As an omnivore the ringtail enjoys a variety of foods in its diet, the majority of which is made up of animal matter. Insects and small mammals such as rabbits, mice, rats and ground squirrels are some examples of the ringtail's carnivorous tendencies. Occasionally the ringtail will also eat fish, lizards, birds, snakes and carrion. The ringtail also enjoys juniper, hack and black berries, persimmon, prickly pear, and fruit in general. They have even been observed partaking from birdseed feeders, hummingbird feeders, sweet nectar or sweetened water.

The results of a study of scat from ringtails on Isla San José, Baja California Sur, showed that the ringtail tended to prey on whatever was most abundant during each respective season. During the spring the ringtail's diet consisted largely of insects, showing up in about 50% of the analyzed feces. Small rodents, snakes, and some lizards were also present. Plant matter was presented in large amounts, around 59% of the collected feces contained some type of plant, with fruits of Phaulothamnus, Lycium, and Solanum most common. The large amount of ironwood seeds and leaves demonstrated that these fleshy fruits were an obvious favorite of the ringtail.

==Ecology==
Foxes, coyotes, raccoons, bobcats, hawks, and owls opportunistically prey upon ringtails of all ages, though predominantly on younger, more vulnerable specimens. Also occasional prey to coatis, lynxes, and mountain lions, the ringtail is rather adept at avoiding predators. The ringtail's success in deterring potential predators is largely attributed to its ability to excrete musk when startled or threatened. The main predators of the ringtail are the great horned owl and the red-tailed hawk.

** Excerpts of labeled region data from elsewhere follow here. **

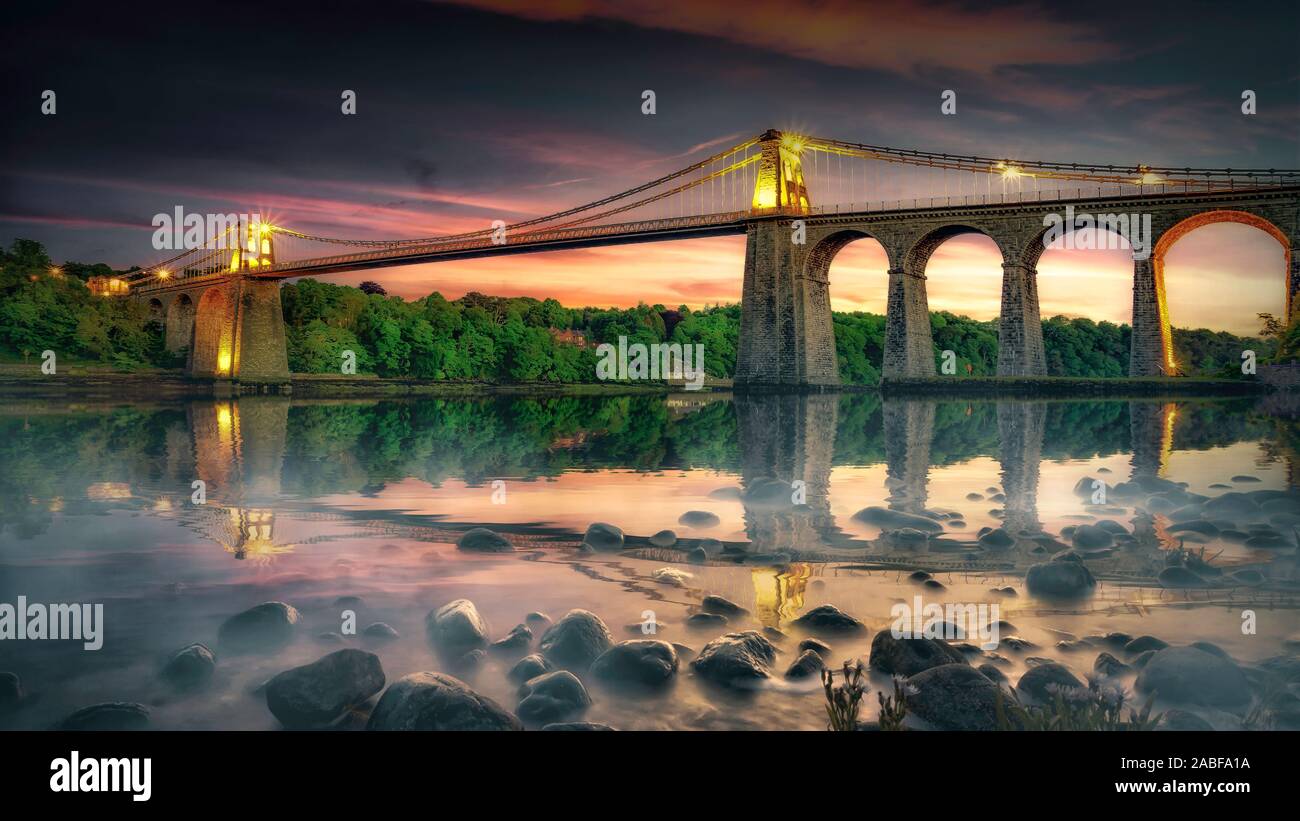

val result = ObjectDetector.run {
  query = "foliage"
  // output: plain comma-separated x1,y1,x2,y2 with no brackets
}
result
822,659,870,733
995,681,1160,731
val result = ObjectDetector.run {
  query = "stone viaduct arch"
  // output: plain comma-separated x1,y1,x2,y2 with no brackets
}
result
736,191,1300,390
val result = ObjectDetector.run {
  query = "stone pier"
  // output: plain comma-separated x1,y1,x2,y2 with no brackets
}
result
997,262,1048,377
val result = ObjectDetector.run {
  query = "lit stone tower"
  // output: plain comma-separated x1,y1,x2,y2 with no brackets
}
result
754,129,809,213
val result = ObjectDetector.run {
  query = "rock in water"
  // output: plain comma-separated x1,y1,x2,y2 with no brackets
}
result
217,601,302,653
853,507,944,534
57,701,150,731
424,599,488,659
361,621,402,644
677,511,722,527
1125,635,1169,656
690,630,776,687
516,670,592,724
790,604,867,635
506,653,555,685
267,648,384,730
1015,661,1086,703
592,639,677,686
1092,652,1132,677
907,664,1001,730
1136,647,1251,707
785,650,826,681
538,609,614,672
1070,525,1115,549
542,721,615,733
650,530,677,547
1156,565,1209,590
870,630,967,676
456,527,515,553
582,522,623,552
491,625,533,652
365,673,524,730
1024,561,1097,599
163,643,217,690
1156,709,1214,733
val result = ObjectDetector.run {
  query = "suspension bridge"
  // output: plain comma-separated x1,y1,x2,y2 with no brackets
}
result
104,130,1300,390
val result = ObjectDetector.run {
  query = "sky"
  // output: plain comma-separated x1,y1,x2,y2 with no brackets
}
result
0,0,1300,333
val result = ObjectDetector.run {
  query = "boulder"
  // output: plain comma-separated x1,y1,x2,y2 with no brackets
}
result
267,648,385,730
365,673,524,730
361,621,402,644
690,630,776,687
650,530,677,547
56,701,150,731
1092,652,1132,677
870,630,967,676
1015,661,1087,704
677,511,722,527
785,650,826,681
699,595,749,618
790,604,867,635
1024,561,1097,599
217,601,302,653
491,625,533,652
515,670,592,724
1136,647,1251,707
592,639,677,686
538,609,614,670
853,505,944,534
907,664,1000,730
456,527,515,553
542,721,615,733
424,599,488,659
506,653,555,685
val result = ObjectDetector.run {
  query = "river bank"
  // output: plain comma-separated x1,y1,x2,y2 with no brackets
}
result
0,365,1274,399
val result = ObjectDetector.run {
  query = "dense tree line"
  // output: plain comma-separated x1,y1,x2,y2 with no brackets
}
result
0,239,1300,385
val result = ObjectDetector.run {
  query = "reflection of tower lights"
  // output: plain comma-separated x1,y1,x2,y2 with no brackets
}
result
751,562,813,629
222,508,294,562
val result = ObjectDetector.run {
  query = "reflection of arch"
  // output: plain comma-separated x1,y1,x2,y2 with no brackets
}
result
803,229,898,281
190,282,237,378
165,294,195,351
1152,209,1297,321
1128,209,1300,377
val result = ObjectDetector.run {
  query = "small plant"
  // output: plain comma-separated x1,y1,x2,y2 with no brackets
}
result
995,681,1160,731
876,678,907,731
822,659,867,733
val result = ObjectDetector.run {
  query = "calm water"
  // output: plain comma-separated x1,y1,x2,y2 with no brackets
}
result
0,395,1300,729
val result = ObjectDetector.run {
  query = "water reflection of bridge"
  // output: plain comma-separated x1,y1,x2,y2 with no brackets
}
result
732,394,1175,559
154,394,1279,574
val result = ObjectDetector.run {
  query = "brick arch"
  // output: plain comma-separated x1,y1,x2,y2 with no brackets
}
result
803,229,897,282
190,282,239,378
1014,213,1128,269
902,222,1008,277
164,294,196,352
1151,208,1300,317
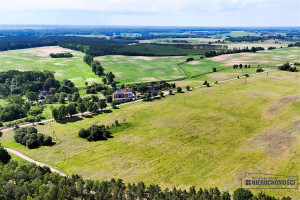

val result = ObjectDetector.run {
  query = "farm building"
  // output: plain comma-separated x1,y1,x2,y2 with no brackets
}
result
113,89,134,101
147,86,159,92
39,91,52,99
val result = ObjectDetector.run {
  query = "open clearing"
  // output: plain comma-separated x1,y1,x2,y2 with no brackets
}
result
0,71,300,199
95,55,188,83
209,47,300,67
0,46,101,86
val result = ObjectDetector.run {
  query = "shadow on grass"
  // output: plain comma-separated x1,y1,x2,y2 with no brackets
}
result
58,117,82,124
47,141,56,147
101,110,112,113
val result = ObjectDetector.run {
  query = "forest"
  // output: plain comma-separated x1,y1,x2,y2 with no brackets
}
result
0,152,291,200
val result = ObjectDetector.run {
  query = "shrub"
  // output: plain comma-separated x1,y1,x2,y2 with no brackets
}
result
78,128,89,138
42,135,52,146
186,57,194,62
78,124,112,142
14,127,52,149
159,91,164,97
177,87,182,93
0,144,11,164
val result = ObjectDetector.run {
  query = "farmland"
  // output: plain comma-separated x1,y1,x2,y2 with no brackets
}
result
0,71,300,198
0,46,101,86
95,55,187,83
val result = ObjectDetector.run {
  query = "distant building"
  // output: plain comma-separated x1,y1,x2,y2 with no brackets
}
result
113,89,134,101
147,86,159,92
39,91,52,99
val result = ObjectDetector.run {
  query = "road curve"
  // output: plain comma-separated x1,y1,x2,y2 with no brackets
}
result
2,69,276,176
4,148,67,176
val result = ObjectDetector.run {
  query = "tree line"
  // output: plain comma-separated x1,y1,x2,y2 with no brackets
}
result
0,70,79,122
278,62,298,72
14,126,52,149
0,151,291,200
204,47,265,58
51,95,109,121
78,124,112,142
50,52,73,58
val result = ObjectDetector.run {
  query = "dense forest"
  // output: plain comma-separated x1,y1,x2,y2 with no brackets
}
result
0,36,211,56
0,155,291,200
0,70,79,123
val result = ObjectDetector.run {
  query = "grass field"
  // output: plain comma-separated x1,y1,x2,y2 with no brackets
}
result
209,47,300,67
0,71,300,199
95,55,188,83
0,46,101,86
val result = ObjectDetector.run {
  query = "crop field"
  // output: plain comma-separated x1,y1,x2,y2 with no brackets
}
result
95,55,188,83
0,46,101,86
209,47,300,67
224,40,291,50
0,71,300,199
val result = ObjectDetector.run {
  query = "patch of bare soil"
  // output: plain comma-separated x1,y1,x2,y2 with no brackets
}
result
243,121,300,157
25,46,72,57
265,96,300,115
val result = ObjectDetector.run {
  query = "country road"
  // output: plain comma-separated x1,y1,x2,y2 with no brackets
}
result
2,69,276,176
4,148,67,176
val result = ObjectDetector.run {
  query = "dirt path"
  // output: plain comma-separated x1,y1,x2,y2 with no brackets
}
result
5,148,67,176
2,69,276,176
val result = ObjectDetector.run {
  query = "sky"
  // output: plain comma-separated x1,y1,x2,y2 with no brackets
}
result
0,0,300,26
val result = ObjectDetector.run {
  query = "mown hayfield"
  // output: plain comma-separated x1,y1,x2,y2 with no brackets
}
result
0,46,101,86
0,71,300,199
95,55,188,83
209,47,300,67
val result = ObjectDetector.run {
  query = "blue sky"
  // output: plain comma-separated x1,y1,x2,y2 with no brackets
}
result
0,0,300,26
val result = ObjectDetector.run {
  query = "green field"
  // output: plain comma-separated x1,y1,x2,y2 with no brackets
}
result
95,55,188,83
209,47,300,67
0,71,300,199
0,46,101,86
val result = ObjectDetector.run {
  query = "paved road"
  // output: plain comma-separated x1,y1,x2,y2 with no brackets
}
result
5,148,67,176
2,69,276,176
1,69,276,132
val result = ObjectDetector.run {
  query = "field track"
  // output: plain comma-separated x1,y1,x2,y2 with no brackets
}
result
2,69,276,176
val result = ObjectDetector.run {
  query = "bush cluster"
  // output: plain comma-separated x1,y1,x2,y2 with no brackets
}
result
78,124,112,142
278,63,298,72
50,52,73,58
14,127,52,149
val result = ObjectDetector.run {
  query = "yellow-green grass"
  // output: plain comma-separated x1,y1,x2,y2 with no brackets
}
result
209,47,300,67
95,55,188,83
0,71,300,198
224,40,293,50
0,46,101,86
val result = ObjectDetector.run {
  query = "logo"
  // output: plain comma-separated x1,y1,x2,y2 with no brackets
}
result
240,173,298,189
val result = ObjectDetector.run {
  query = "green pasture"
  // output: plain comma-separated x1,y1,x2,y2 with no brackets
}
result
0,71,300,199
0,47,101,86
95,55,188,83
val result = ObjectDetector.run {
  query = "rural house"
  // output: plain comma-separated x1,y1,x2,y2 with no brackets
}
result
39,91,52,100
147,85,159,92
113,89,134,101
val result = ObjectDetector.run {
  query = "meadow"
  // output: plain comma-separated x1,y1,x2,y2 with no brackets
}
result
0,46,101,86
94,55,188,83
209,47,300,67
0,71,300,199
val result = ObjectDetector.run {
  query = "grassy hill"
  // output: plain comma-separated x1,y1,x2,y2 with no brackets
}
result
0,71,300,198
0,46,101,86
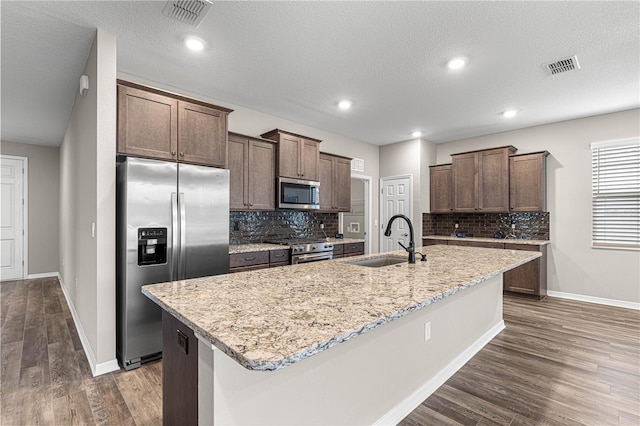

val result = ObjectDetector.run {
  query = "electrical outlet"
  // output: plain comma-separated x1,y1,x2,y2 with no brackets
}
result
424,322,431,342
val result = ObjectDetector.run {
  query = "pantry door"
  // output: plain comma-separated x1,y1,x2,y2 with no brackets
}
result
380,175,415,253
0,155,27,281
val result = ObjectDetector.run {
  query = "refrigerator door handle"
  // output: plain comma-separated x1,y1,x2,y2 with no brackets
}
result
171,192,180,281
178,192,187,280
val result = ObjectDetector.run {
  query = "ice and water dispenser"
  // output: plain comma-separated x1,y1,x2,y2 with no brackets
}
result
138,228,167,266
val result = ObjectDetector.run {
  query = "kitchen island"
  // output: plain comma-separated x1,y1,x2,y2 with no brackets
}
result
143,246,540,424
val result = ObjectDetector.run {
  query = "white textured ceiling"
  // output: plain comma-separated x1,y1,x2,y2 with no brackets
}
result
0,1,640,146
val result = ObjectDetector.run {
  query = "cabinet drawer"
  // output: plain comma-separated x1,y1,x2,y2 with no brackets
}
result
229,251,269,268
449,240,504,248
342,243,364,256
504,243,540,251
269,249,290,264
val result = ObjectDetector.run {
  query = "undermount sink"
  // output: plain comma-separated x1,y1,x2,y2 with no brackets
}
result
343,256,408,268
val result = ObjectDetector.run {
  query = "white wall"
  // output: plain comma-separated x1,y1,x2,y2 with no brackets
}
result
118,73,380,252
0,141,60,275
436,109,640,304
376,139,436,247
60,30,117,373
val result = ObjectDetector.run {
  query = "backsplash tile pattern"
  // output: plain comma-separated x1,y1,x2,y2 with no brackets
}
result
422,212,549,240
229,210,338,245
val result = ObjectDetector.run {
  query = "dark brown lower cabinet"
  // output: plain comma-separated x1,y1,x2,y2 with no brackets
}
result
162,310,198,426
503,243,547,299
422,238,547,299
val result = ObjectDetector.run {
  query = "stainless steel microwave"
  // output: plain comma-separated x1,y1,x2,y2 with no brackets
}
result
278,177,320,210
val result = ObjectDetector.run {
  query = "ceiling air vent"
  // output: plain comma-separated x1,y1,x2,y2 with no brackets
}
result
162,0,213,27
542,55,580,75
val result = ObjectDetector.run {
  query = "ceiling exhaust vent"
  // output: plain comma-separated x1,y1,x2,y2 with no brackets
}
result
542,55,580,75
162,0,213,27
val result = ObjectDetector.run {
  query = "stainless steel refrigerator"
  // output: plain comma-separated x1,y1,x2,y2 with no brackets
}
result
116,157,229,370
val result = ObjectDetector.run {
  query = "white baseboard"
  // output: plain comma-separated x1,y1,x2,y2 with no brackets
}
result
547,290,640,311
27,272,60,280
375,320,505,425
55,273,120,377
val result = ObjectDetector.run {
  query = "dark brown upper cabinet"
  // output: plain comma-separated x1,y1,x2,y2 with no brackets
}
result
260,129,321,181
227,132,276,210
319,152,351,212
509,151,549,212
451,146,516,212
429,164,453,213
117,80,232,167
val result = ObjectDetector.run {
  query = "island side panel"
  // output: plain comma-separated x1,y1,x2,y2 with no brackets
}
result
162,310,198,426
205,274,504,425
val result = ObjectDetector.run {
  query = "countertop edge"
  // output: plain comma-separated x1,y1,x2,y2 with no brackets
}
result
422,235,551,246
142,252,542,371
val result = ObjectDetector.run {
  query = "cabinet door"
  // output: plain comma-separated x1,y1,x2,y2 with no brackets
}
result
178,101,227,167
477,149,509,212
117,86,178,160
509,153,547,212
300,139,320,181
245,140,276,210
429,164,453,213
333,157,351,212
278,134,301,179
227,135,249,210
451,153,478,212
319,154,333,211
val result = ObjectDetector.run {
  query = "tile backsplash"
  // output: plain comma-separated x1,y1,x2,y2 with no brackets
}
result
229,210,338,245
422,212,549,240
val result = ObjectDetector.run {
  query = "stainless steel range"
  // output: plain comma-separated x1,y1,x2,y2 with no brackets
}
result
267,239,333,265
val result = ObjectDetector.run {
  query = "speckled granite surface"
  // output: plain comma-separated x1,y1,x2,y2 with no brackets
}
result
142,245,540,370
327,238,364,244
422,235,551,246
229,243,282,254
229,238,364,254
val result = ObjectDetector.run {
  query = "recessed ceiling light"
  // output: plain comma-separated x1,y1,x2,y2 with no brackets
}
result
184,36,205,51
338,99,353,110
447,56,467,70
502,109,518,118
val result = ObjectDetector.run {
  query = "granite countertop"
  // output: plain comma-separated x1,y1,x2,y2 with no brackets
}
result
142,245,541,370
327,238,364,244
422,235,551,246
229,238,364,254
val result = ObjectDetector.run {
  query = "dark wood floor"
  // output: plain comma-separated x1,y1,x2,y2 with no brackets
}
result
0,278,640,426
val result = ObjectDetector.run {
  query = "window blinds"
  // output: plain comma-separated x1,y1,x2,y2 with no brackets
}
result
591,139,640,249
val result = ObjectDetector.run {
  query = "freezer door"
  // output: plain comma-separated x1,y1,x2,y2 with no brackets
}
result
178,164,229,279
116,158,177,369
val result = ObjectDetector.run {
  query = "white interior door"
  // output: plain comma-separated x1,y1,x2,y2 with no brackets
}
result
0,156,26,281
380,175,415,252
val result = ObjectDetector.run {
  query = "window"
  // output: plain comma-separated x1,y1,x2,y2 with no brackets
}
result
591,139,640,249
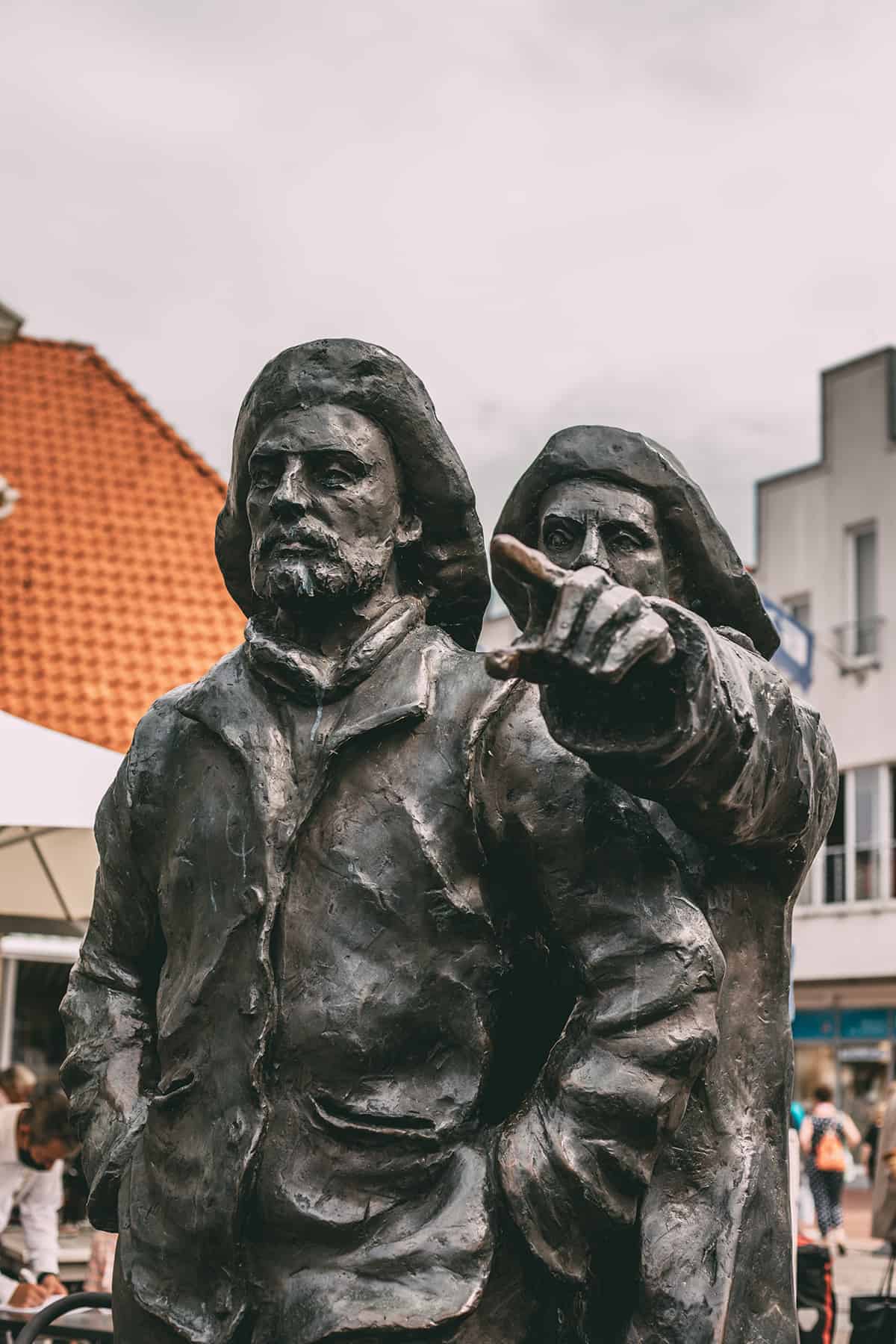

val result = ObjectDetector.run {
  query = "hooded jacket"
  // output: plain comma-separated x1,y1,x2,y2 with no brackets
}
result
63,392,832,1344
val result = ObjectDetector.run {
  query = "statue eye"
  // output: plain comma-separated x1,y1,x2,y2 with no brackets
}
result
320,467,355,491
249,457,279,489
544,527,572,551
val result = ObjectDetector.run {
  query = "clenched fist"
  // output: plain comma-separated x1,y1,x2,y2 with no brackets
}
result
485,536,676,684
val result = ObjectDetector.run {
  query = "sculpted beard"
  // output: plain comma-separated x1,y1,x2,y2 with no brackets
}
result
250,523,395,609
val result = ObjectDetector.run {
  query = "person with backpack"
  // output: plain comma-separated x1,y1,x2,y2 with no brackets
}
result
799,1086,861,1255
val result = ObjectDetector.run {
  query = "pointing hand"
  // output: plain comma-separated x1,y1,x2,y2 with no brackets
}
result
485,536,676,684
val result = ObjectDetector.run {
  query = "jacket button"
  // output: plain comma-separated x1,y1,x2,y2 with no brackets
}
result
242,887,264,915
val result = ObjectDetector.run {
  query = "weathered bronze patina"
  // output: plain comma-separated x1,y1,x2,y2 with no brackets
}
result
64,352,836,1344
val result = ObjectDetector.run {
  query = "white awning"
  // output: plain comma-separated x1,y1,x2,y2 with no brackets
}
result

Ringtails have occasionally been hunted for their pelts, but the fur is not especially valuable. Fur trapping has slowed down considerably, but current population sizes and growth rates remain unclear.

==Tameability==
Ringtail are said to be easily tamed / habituated to humans, and can make an affectionate pet and effective mouser. Miners and settlers once kept pet ringtails to keep their cabins free of vermin; hence, the common name of "miner's cat".